O tempo da narrativa é marcado pela alternância: o momento presente em
que a protagonista relembra sua história e a infância e juventude, permitindo que
se acompanhem suas recordações, mesclando suas impressões do passado com
reflexões de sua trajetória, pois se trata de uma mulher madura que interpreta os
eventos do passado com a experiência do presente, podendo compreender as marcas
que o tempo deixou. O espaço central da narrativa é o cortiço no Rio de
Janeiro, onde Martha e sua mãe vivem em condições precárias. Outros espaços são
citados, porém com menor importância, na maioria das vezes, servindo como
contraste com a realidade do cortiço, símbolo da miséria e desigualdade,
revelando a crítica social da obra.
A obra apresenta-se por meio de diversas transgressões: autoria de uma
mulher, a não aceitação do casamento por Martha, o seu atributo intelectual e
não físico como era comum nas protagonistas, demonstrando a profundidade tão
ignorada das mulheres. Destaque para os estudos e o trabalho como desejos de
uma mulher e trilhas para sua satisfação, valorizando
a posição de
independência e enfatizando a capacidade da mulher para vencer desafios. Além
disso, há um certo pioneirismo em focar a educação como uma forma de ascensão
social. Martha busca o casamento como
ato de amor e não como garantia econômica. Mas seu caminho não será nada fácil
diante das hostilidades que recebe de uma sociedade patriarcal.
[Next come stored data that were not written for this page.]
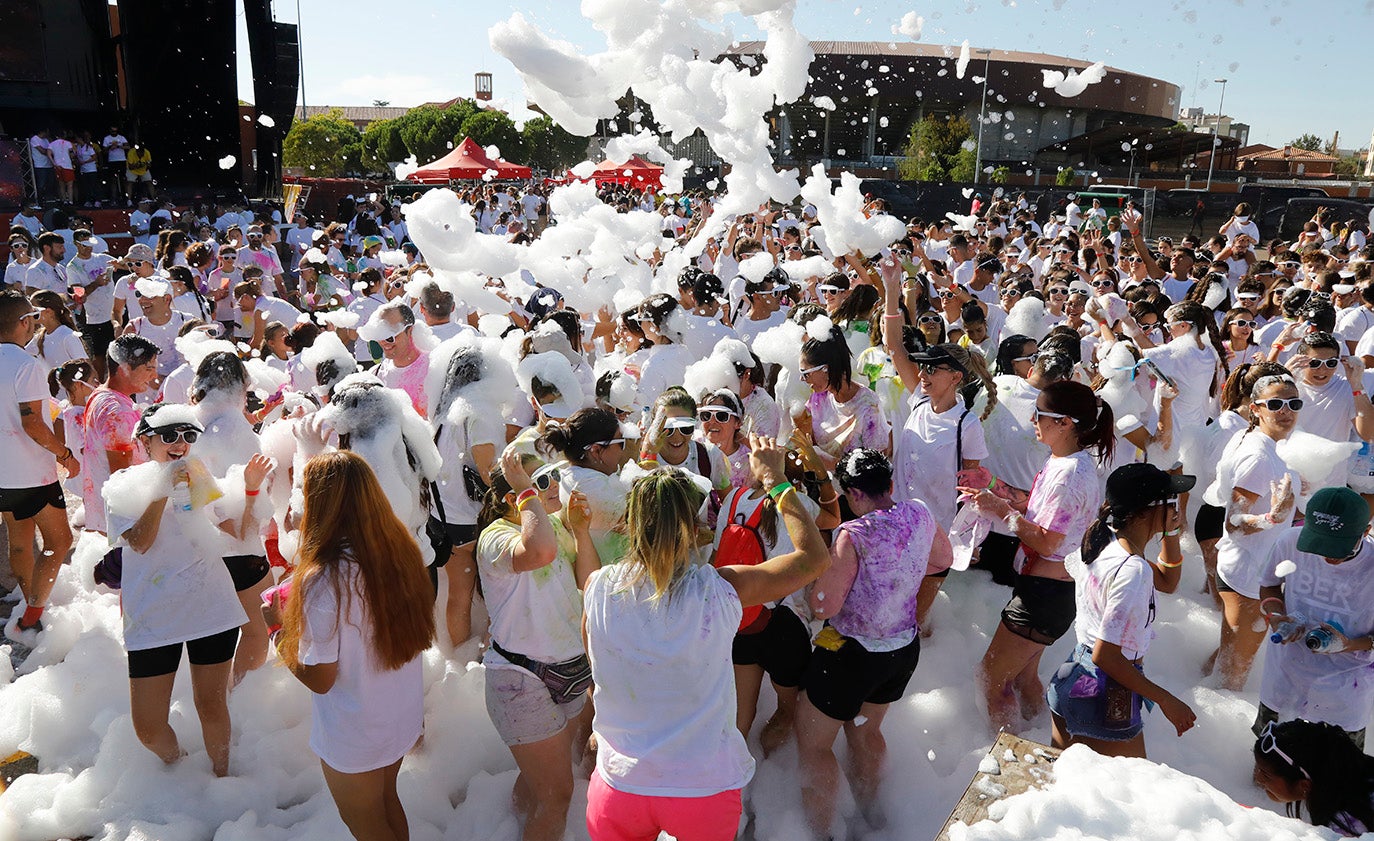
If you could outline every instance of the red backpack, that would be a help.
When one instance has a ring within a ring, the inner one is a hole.
[[[726,522],[725,530],[720,535],[720,545],[716,547],[716,557],[711,565],[719,569],[723,566],[758,566],[768,559],[767,549],[763,545],[763,535],[759,534],[759,520],[763,518],[763,506],[767,500],[760,500],[754,513],[749,515],[749,519],[743,523],[735,519],[735,510],[739,507],[740,499],[748,493],[745,488],[739,488],[730,499],[730,517]],[[763,605],[753,605],[744,609],[744,617],[740,619],[739,633],[757,634],[768,627],[768,620],[773,618],[771,608]]]

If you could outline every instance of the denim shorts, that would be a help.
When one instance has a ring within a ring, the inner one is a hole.
[[[1071,736],[1104,742],[1130,741],[1144,728],[1140,720],[1142,699],[1130,693],[1129,720],[1119,726],[1109,724],[1106,699],[1099,691],[1100,682],[1105,680],[1107,674],[1093,663],[1092,649],[1079,645],[1054,673],[1045,691],[1050,710],[1064,720]]]

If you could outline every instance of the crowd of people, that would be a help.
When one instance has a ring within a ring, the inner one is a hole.
[[[29,138],[33,188],[40,205],[57,201],[87,207],[132,207],[137,196],[156,198],[153,153],[118,126],[96,140],[89,131],[41,128]]]
[[[459,197],[478,236],[560,221],[540,188]],[[704,247],[579,312],[529,272],[484,279],[500,306],[465,300],[375,196],[328,224],[149,201],[118,256],[19,222],[6,636],[38,643],[97,540],[84,584],[121,594],[133,727],[168,764],[183,650],[217,775],[230,692],[279,661],[349,830],[406,838],[397,774],[441,645],[480,650],[529,841],[562,837],[579,768],[597,841],[733,838],[755,756],[789,742],[826,838],[842,778],[875,806],[949,576],[1007,588],[974,666],[989,732],[1048,721],[1056,747],[1144,756],[1155,707],[1196,720],[1143,661],[1200,564],[1211,685],[1262,671],[1256,782],[1374,829],[1365,220],[1261,243],[1242,203],[1173,242],[1129,206],[998,194],[831,254],[809,204],[601,199],[660,216],[655,268]]]

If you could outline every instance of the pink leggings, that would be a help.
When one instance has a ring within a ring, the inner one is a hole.
[[[650,797],[616,791],[593,771],[587,832],[592,841],[653,841],[660,830],[678,841],[734,841],[742,809],[737,788],[709,797]]]

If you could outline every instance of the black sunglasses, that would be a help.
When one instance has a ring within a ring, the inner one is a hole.
[[[185,441],[188,444],[196,443],[200,433],[194,429],[164,429],[157,434],[164,444],[175,444],[177,441]]]

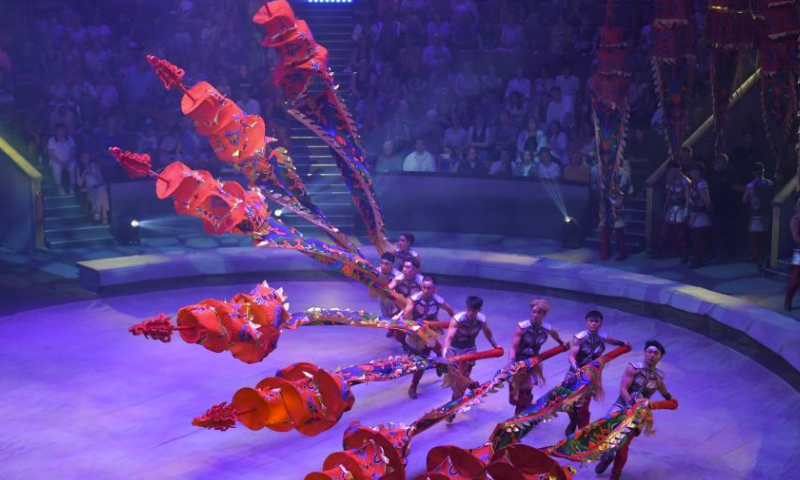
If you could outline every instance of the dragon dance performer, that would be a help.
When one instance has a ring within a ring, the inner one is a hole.
[[[381,283],[384,285],[389,285],[392,283],[395,277],[400,275],[400,272],[394,268],[394,254],[391,252],[386,252],[381,255],[381,262],[378,266],[378,278],[380,279]],[[384,317],[392,318],[398,313],[400,313],[400,307],[394,304],[391,299],[387,299],[385,297],[381,297],[380,299],[380,307],[381,307],[381,315]],[[386,331],[386,336],[388,338],[392,338],[394,336],[394,332],[391,330]]]
[[[789,230],[794,241],[792,250],[792,274],[789,277],[789,284],[786,286],[786,298],[783,300],[783,308],[787,312],[792,310],[792,298],[794,298],[797,287],[800,286],[800,197],[794,205],[794,215],[789,220]]]
[[[558,336],[552,325],[543,322],[547,312],[550,311],[550,302],[543,298],[531,300],[531,318],[517,323],[514,330],[514,339],[508,352],[509,363],[520,362],[539,355],[547,337],[552,337],[559,345],[564,341]],[[533,386],[544,383],[544,373],[541,365],[531,370],[521,370],[508,384],[508,403],[516,406],[515,414],[525,410],[533,402]]]
[[[678,248],[681,263],[686,263],[689,255],[689,242],[686,231],[688,219],[689,194],[692,181],[681,171],[681,165],[672,161],[667,166],[666,200],[664,205],[664,219],[661,222],[661,231],[658,235],[658,245],[655,252],[656,258],[661,258],[664,249],[669,243],[674,243]]]
[[[404,264],[408,265],[411,263],[407,261]],[[405,317],[414,320],[414,321],[428,321],[428,322],[435,322],[439,320],[439,311],[444,310],[450,317],[454,317],[456,312],[453,310],[447,302],[444,301],[442,297],[436,294],[436,280],[431,276],[426,276],[422,279],[422,290],[420,292],[415,293],[409,297],[408,305],[406,305],[405,309]],[[405,345],[408,347],[408,351],[411,355],[419,355],[422,357],[427,357],[430,355],[431,351],[436,351],[438,355],[442,355],[441,348],[442,346],[437,341],[436,344],[431,347],[428,345],[423,338],[421,338],[417,334],[408,334],[404,340]],[[414,372],[414,375],[411,377],[411,386],[408,389],[408,396],[411,398],[417,398],[417,387],[419,386],[419,381],[422,380],[422,376],[425,374],[425,370],[418,370]]]
[[[397,251],[394,254],[398,268],[403,268],[406,260],[411,260],[412,258],[416,259],[418,264],[422,264],[419,252],[412,250],[412,246],[414,246],[414,234],[409,232],[401,233],[400,238],[397,239]]]
[[[392,290],[395,293],[404,296],[405,298],[410,298],[415,293],[422,291],[422,275],[419,274],[419,258],[411,257],[401,263],[401,265],[402,273],[395,275],[394,279],[391,281],[391,283],[389,283],[389,290]],[[403,350],[405,352],[408,352],[408,347],[405,343],[405,332],[394,332],[394,339],[403,345]]]
[[[586,330],[578,332],[572,337],[569,349],[569,372],[567,375],[574,375],[579,368],[597,360],[603,355],[606,344],[623,346],[629,345],[627,342],[611,338],[605,331],[600,330],[603,326],[603,314],[597,310],[592,310],[586,314]],[[598,388],[602,382],[598,382]],[[591,398],[586,398],[577,402],[569,413],[569,425],[564,431],[566,436],[575,433],[575,429],[581,429],[589,425],[589,402]]]
[[[619,398],[609,410],[609,415],[623,411],[637,403],[648,402],[656,391],[661,393],[661,396],[666,400],[676,400],[667,390],[667,384],[664,382],[664,372],[656,368],[665,353],[664,346],[657,340],[648,340],[644,344],[644,361],[628,364],[625,373],[622,375]],[[635,432],[616,453],[609,452],[603,455],[600,461],[597,462],[595,472],[598,474],[605,472],[613,462],[614,467],[611,469],[609,480],[619,480],[622,475],[622,469],[625,467],[625,462],[628,461],[628,449],[631,446],[631,442],[633,442],[633,438],[639,433]]]
[[[470,295],[467,297],[466,310],[455,314],[450,320],[450,325],[447,327],[447,334],[444,338],[445,357],[455,357],[458,355],[466,355],[468,353],[475,353],[478,351],[475,340],[478,334],[483,332],[486,340],[492,344],[492,347],[497,348],[497,342],[492,336],[492,331],[486,322],[486,315],[481,313],[483,308],[483,299],[481,297]],[[460,362],[458,369],[464,377],[469,378],[472,373],[472,367],[475,362]],[[461,398],[466,391],[463,387],[451,385],[453,389],[452,400]],[[447,417],[447,423],[450,423],[455,418],[455,415]]]

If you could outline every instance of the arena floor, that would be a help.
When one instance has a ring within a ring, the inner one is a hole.
[[[354,283],[271,283],[285,288],[292,311],[314,306],[378,310],[377,302]],[[341,448],[350,422],[410,423],[449,399],[449,390],[440,388],[429,372],[417,400],[406,395],[408,377],[353,387],[353,409],[316,437],[193,427],[192,418],[211,405],[229,401],[238,388],[254,386],[291,363],[333,369],[401,353],[382,331],[307,327],[285,332],[267,359],[246,365],[177,336],[163,344],[127,332],[140,319],[173,314],[204,298],[231,298],[252,286],[117,296],[0,317],[0,478],[301,479],[320,470],[325,457]],[[535,296],[446,284],[439,293],[456,309],[463,308],[466,295],[482,296],[489,325],[505,348]],[[645,340],[657,338],[667,348],[660,367],[680,408],[655,412],[657,433],[633,443],[624,478],[774,479],[790,478],[800,469],[800,396],[777,376],[709,338],[657,319],[558,298],[550,302],[546,321],[563,337],[582,329],[585,312],[598,308],[606,316],[604,329],[634,346],[606,367],[607,398],[592,405],[593,418],[613,403],[622,370],[628,361],[641,359]],[[488,348],[482,338],[479,348]],[[480,362],[473,378],[489,378],[504,361]],[[560,381],[566,367],[565,355],[548,361],[548,385]],[[535,390],[534,396],[541,393]],[[408,478],[424,471],[425,456],[434,446],[482,444],[498,421],[513,415],[506,397],[505,391],[497,393],[454,424],[415,437]],[[524,443],[549,445],[563,435],[565,425],[565,416],[540,425]],[[576,478],[596,475],[583,468]]]

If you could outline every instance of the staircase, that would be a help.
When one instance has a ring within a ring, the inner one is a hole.
[[[308,23],[314,40],[328,50],[328,61],[334,79],[342,89],[349,83],[347,67],[353,33],[353,6],[351,3],[308,3],[293,1],[292,9],[298,18]],[[310,92],[320,91],[320,87]],[[346,234],[352,235],[358,215],[350,192],[342,180],[330,148],[319,137],[299,122],[289,126],[292,148],[289,152],[297,170],[306,183],[308,193],[325,217]],[[303,233],[315,234],[319,230],[302,218],[287,213],[282,220]]]
[[[45,172],[49,169],[43,169]],[[44,172],[43,172],[44,173]],[[49,177],[49,174],[45,174]],[[53,250],[111,245],[108,225],[95,225],[87,208],[74,194],[60,194],[52,181],[42,186],[44,242]]]
[[[628,255],[645,249],[645,218],[647,200],[642,195],[625,199],[625,248]],[[590,219],[594,222],[596,219]],[[584,239],[587,247],[600,251],[600,228],[595,227]],[[614,236],[611,236],[611,253],[616,256]]]

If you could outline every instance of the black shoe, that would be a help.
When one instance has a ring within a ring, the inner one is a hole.
[[[783,309],[786,310],[787,312],[791,312],[792,311],[792,301],[791,300],[786,300],[785,302],[783,302]]]
[[[575,425],[574,423],[570,423],[569,425],[567,425],[566,430],[564,430],[564,435],[569,437],[570,435],[575,433],[575,427],[577,427],[577,425]]]
[[[614,455],[603,455],[600,457],[600,461],[597,462],[597,466],[594,467],[594,473],[600,475],[608,469],[608,466],[611,465],[611,462],[614,461]]]
[[[388,330],[386,332],[386,338],[392,338],[392,337],[394,337],[394,332],[392,332],[391,330]]]
[[[408,396],[413,398],[413,399],[417,398],[417,386],[416,385],[411,385],[411,387],[408,389]]]

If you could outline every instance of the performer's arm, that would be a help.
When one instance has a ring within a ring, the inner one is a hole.
[[[714,205],[711,203],[711,195],[708,193],[707,188],[700,190],[700,198],[703,199],[703,205],[706,206],[708,213],[714,213]]]
[[[661,393],[661,396],[664,397],[665,400],[678,400],[677,398],[673,397],[671,393],[669,393],[669,390],[667,390],[667,384],[664,382],[663,378],[660,382],[658,382],[658,392]]]
[[[514,356],[517,354],[517,348],[519,347],[519,342],[522,340],[522,329],[519,328],[519,325],[514,329],[514,339],[511,340],[511,348],[508,350],[508,361],[513,362]]]
[[[552,329],[552,328],[550,329],[550,336],[551,336],[551,337],[553,337],[553,340],[555,340],[556,342],[558,342],[558,344],[559,344],[559,345],[561,345],[562,347],[566,347],[566,346],[568,346],[568,345],[565,345],[565,344],[564,344],[564,340],[561,340],[561,337],[559,337],[559,336],[558,336],[558,332],[556,332],[556,331],[555,331],[554,329]]]
[[[447,312],[450,315],[450,318],[456,315],[456,311],[453,310],[453,307],[451,307],[450,304],[447,302],[442,303],[442,310]],[[452,322],[450,323],[450,325],[452,325]]]
[[[453,322],[450,322],[450,327],[452,328],[452,326]],[[492,335],[492,331],[489,329],[489,324],[484,323],[483,327],[481,328],[483,330],[483,335],[486,337],[486,340],[489,340],[489,343],[492,344],[492,348],[497,348],[497,342],[495,342],[494,336]]]
[[[742,194],[742,203],[747,203],[750,199],[750,184],[748,183],[746,187],[744,187],[744,193]]]
[[[789,230],[792,231],[794,243],[800,243],[800,214],[794,215],[789,223]]]
[[[578,352],[581,350],[581,342],[577,338],[572,337],[572,342],[569,347],[569,366],[578,369]]]
[[[627,405],[633,403],[633,399],[631,398],[631,394],[628,392],[628,389],[631,388],[631,384],[633,383],[633,378],[635,376],[636,369],[633,368],[633,365],[628,364],[628,367],[622,374],[622,381],[619,384],[619,394],[625,399],[625,403]]]
[[[397,288],[397,279],[393,278],[392,281],[389,282],[389,285],[386,288],[388,288],[391,291],[394,291],[394,289]]]
[[[617,347],[623,347],[623,346],[626,346],[626,345],[629,346],[629,347],[631,346],[631,344],[628,343],[628,342],[623,342],[622,340],[617,340],[616,338],[611,338],[611,337],[605,337],[603,339],[603,341],[605,341],[609,345],[614,345],[614,346],[617,346]]]
[[[455,318],[450,319],[450,325],[447,327],[447,333],[444,336],[444,347],[442,347],[442,353],[447,355],[447,349],[450,348],[450,342],[453,341],[453,337],[456,336],[456,329],[458,328],[458,323],[456,322]]]
[[[412,315],[413,313],[414,313],[414,302],[409,300],[408,302],[406,302],[406,308],[403,309],[403,316],[408,320],[411,320],[413,318]]]
[[[692,181],[685,177],[684,181],[686,184],[683,188],[683,208],[689,208],[689,201],[692,195]],[[689,216],[687,215],[686,218],[688,219]]]

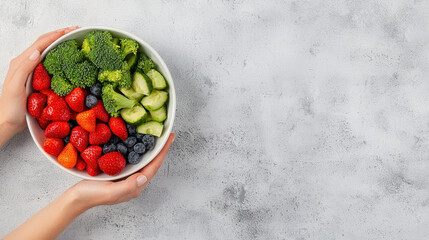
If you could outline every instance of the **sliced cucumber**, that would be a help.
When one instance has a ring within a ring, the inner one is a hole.
[[[167,118],[167,110],[165,109],[165,106],[161,107],[158,110],[149,112],[152,120],[154,121],[163,122]]]
[[[162,134],[162,129],[164,128],[164,125],[159,122],[150,121],[145,122],[142,125],[137,127],[137,132],[141,134],[149,134],[156,137],[160,137]]]
[[[123,87],[118,87],[119,91],[121,91],[121,93],[123,93],[125,95],[125,97],[131,99],[131,100],[136,100],[136,101],[140,101],[143,98],[143,94],[138,93],[136,91],[134,91],[134,89],[130,88],[130,89],[126,89]]]
[[[141,104],[149,111],[155,111],[164,106],[167,102],[168,93],[161,90],[153,90],[152,93],[144,97],[141,101]]]
[[[152,81],[144,73],[136,71],[133,77],[133,89],[138,93],[150,95],[152,92]]]
[[[125,61],[127,61],[128,67],[131,70],[134,70],[135,66],[137,65],[137,59],[138,59],[137,54],[133,54],[133,53],[129,54],[126,57]]]
[[[140,104],[136,104],[133,108],[124,108],[121,110],[121,117],[124,121],[135,126],[144,123],[147,115],[146,110]]]
[[[161,73],[155,69],[149,70],[146,75],[152,80],[152,86],[154,89],[164,89],[167,87],[167,82]]]
[[[115,45],[118,45],[119,47],[119,38],[112,38],[112,43],[114,43]]]

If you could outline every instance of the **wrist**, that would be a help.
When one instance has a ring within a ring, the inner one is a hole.
[[[95,206],[94,204],[85,201],[81,193],[77,191],[76,186],[73,186],[64,194],[67,196],[68,202],[73,206],[73,208],[81,213]]]

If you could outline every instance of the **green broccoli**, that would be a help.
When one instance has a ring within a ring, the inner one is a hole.
[[[52,77],[51,88],[57,95],[66,96],[73,91],[74,86],[65,79],[62,73],[59,73]]]
[[[143,73],[149,72],[149,70],[156,68],[155,63],[146,56],[144,53],[140,54],[139,61],[137,62],[137,69]]]
[[[112,117],[119,116],[119,110],[132,108],[137,104],[136,100],[131,100],[115,91],[112,84],[104,84],[102,90],[104,108]]]
[[[84,54],[79,51],[79,43],[76,40],[69,40],[60,43],[49,51],[43,61],[43,66],[52,75],[62,74],[70,71],[76,63],[82,62],[84,58]]]
[[[122,57],[125,59],[128,54],[137,54],[137,50],[139,49],[139,44],[136,40],[129,38],[121,38],[121,53]]]
[[[67,79],[73,85],[86,88],[91,87],[97,80],[98,68],[91,62],[85,60],[84,62],[77,63],[70,70],[65,72]]]
[[[113,71],[122,68],[124,58],[108,31],[88,33],[82,44],[82,52],[101,69]]]
[[[119,70],[101,70],[98,74],[98,80],[100,82],[118,83],[119,86],[126,89],[130,89],[133,83],[130,69],[126,62],[122,64],[122,69]]]

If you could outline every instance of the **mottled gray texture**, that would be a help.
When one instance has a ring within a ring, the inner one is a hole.
[[[61,239],[429,235],[427,1],[34,2],[0,4],[0,79],[38,35],[106,25],[155,47],[178,95],[142,196]],[[79,180],[28,131],[0,154],[0,236]]]

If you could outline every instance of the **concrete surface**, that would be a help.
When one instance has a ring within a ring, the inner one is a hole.
[[[2,1],[0,79],[49,30],[130,31],[175,78],[177,140],[140,198],[60,239],[429,235],[427,1],[68,2]],[[28,131],[0,154],[0,236],[79,181]]]

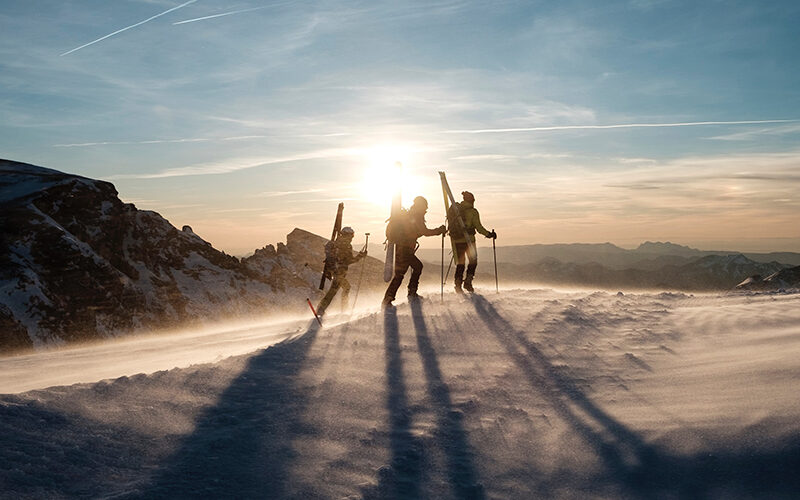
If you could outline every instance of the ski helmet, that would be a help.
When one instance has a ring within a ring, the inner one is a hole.
[[[470,201],[470,202],[475,201],[475,195],[470,193],[469,191],[461,191],[461,196],[464,197],[464,201]]]
[[[340,232],[345,236],[353,236],[354,234],[356,234],[356,232],[353,231],[353,228],[350,226],[343,227]]]
[[[428,200],[426,200],[424,196],[417,196],[414,198],[414,205],[427,209]]]

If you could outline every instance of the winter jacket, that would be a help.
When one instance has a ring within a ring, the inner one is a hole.
[[[417,246],[417,238],[420,236],[437,236],[442,234],[441,228],[435,227],[429,229],[425,225],[425,212],[416,210],[412,205],[408,209],[409,230],[405,232],[403,238],[396,244],[407,248],[415,248]]]

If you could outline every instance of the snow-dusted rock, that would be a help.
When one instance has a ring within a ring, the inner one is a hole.
[[[285,252],[246,264],[123,203],[111,183],[33,165],[0,161],[0,227],[0,353],[263,314],[319,293],[319,236],[295,230]]]
[[[753,275],[736,285],[739,290],[789,290],[800,289],[800,266],[781,269],[766,278]]]

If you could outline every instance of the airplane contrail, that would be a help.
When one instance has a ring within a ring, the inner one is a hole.
[[[550,130],[587,130],[647,127],[699,127],[704,125],[756,125],[765,123],[790,123],[800,120],[741,120],[728,122],[679,122],[679,123],[622,123],[617,125],[554,125],[550,127],[488,128],[476,130],[445,130],[444,134],[500,134],[506,132],[546,132]]]
[[[122,33],[123,31],[127,31],[127,30],[129,30],[129,29],[131,29],[131,28],[135,28],[135,27],[137,27],[137,26],[141,26],[141,25],[143,25],[144,23],[150,22],[150,21],[152,21],[153,19],[156,19],[156,18],[158,18],[158,17],[161,17],[161,16],[163,16],[163,15],[165,15],[165,14],[169,14],[170,12],[172,12],[172,11],[174,11],[174,10],[178,10],[178,9],[180,9],[180,8],[182,8],[182,7],[186,7],[187,5],[189,5],[189,4],[191,4],[191,3],[195,3],[196,1],[197,1],[197,0],[189,0],[189,1],[188,1],[188,2],[186,2],[186,3],[182,3],[182,4],[178,5],[177,7],[173,7],[173,8],[171,8],[171,9],[165,10],[165,11],[164,11],[164,12],[162,12],[161,14],[156,14],[156,15],[155,15],[155,16],[153,16],[153,17],[148,17],[148,18],[147,18],[147,19],[145,19],[144,21],[140,21],[140,22],[138,22],[138,23],[136,23],[136,24],[131,24],[131,25],[130,25],[130,26],[128,26],[128,27],[122,28],[122,29],[120,29],[120,30],[117,30],[117,31],[115,31],[115,32],[113,32],[113,33],[109,33],[108,35],[106,35],[106,36],[104,36],[104,37],[100,37],[100,38],[98,38],[97,40],[91,41],[91,42],[89,42],[89,43],[85,43],[85,44],[81,45],[80,47],[75,47],[75,48],[74,48],[74,49],[72,49],[72,50],[68,50],[68,51],[64,52],[63,54],[61,54],[61,56],[59,56],[59,57],[66,56],[67,54],[72,54],[72,53],[73,53],[73,52],[75,52],[75,51],[81,50],[81,49],[83,49],[83,48],[85,48],[85,47],[88,47],[89,45],[94,45],[94,44],[95,44],[95,43],[97,43],[97,42],[102,42],[102,41],[103,41],[103,40],[105,40],[106,38],[111,38],[111,37],[112,37],[112,36],[114,36],[114,35],[118,35],[118,34]]]
[[[266,9],[267,7],[272,7],[272,5],[262,5],[261,7],[253,7],[252,9],[241,9],[241,10],[234,10],[231,12],[223,12],[222,14],[214,14],[211,16],[204,16],[204,17],[196,17],[194,19],[187,19],[185,21],[178,21],[177,23],[172,23],[173,26],[178,24],[186,24],[186,23],[193,23],[195,21],[204,21],[206,19],[214,19],[215,17],[223,17],[223,16],[230,16],[233,14],[241,14],[242,12],[252,12],[254,10],[261,10]]]

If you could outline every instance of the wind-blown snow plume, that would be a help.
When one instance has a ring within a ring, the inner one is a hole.
[[[122,29],[119,29],[119,30],[117,30],[117,31],[115,31],[115,32],[113,32],[113,33],[109,33],[108,35],[105,35],[105,36],[103,36],[103,37],[100,37],[100,38],[98,38],[97,40],[93,40],[93,41],[91,41],[91,42],[89,42],[89,43],[85,43],[85,44],[81,45],[80,47],[75,47],[74,49],[72,49],[72,50],[68,50],[68,51],[64,52],[63,54],[61,54],[61,57],[63,57],[63,56],[66,56],[66,55],[68,55],[68,54],[72,54],[73,52],[77,52],[77,51],[79,51],[79,50],[81,50],[81,49],[83,49],[83,48],[86,48],[86,47],[88,47],[89,45],[94,45],[94,44],[96,44],[97,42],[102,42],[102,41],[103,41],[103,40],[105,40],[106,38],[111,38],[111,37],[112,37],[112,36],[114,36],[114,35],[118,35],[118,34],[122,33],[123,31],[128,31],[128,30],[129,30],[129,29],[131,29],[131,28],[136,28],[137,26],[141,26],[141,25],[143,25],[143,24],[145,24],[145,23],[149,23],[149,22],[150,22],[150,21],[152,21],[153,19],[156,19],[156,18],[159,18],[159,17],[161,17],[161,16],[163,16],[163,15],[169,14],[170,12],[176,11],[176,10],[178,10],[178,9],[180,9],[180,8],[186,7],[187,5],[189,5],[189,4],[192,4],[192,3],[195,3],[196,1],[197,1],[197,0],[189,0],[188,2],[185,2],[185,3],[182,3],[182,4],[178,5],[177,7],[173,7],[173,8],[171,8],[171,9],[167,9],[167,10],[165,10],[165,11],[164,11],[164,12],[162,12],[161,14],[156,14],[156,15],[155,15],[155,16],[153,16],[153,17],[148,17],[148,18],[147,18],[147,19],[145,19],[144,21],[139,21],[139,22],[138,22],[138,23],[136,23],[136,24],[131,24],[130,26],[127,26],[127,27],[125,27],[125,28],[122,28]]]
Na obra, podem-se observar elementos do Realismo, como descrições
detalhadas de cenas e espaços do cotidiano, também elementos do Naturalismo como
a questão do Determinismo que, acaba sendo refutado, em parte, pelo exemplo da
protagonista. Apesar de acabar cedendo a uma vontade da mãe e acabar se casando
em nome da estabilidade, da moral e dos bons costumes, Martha termina o romance
sentindo-se uma vencedora.
Vou ficando por aqui, caro
vestibulando. Espero ter sido útil. Até a próxima obra.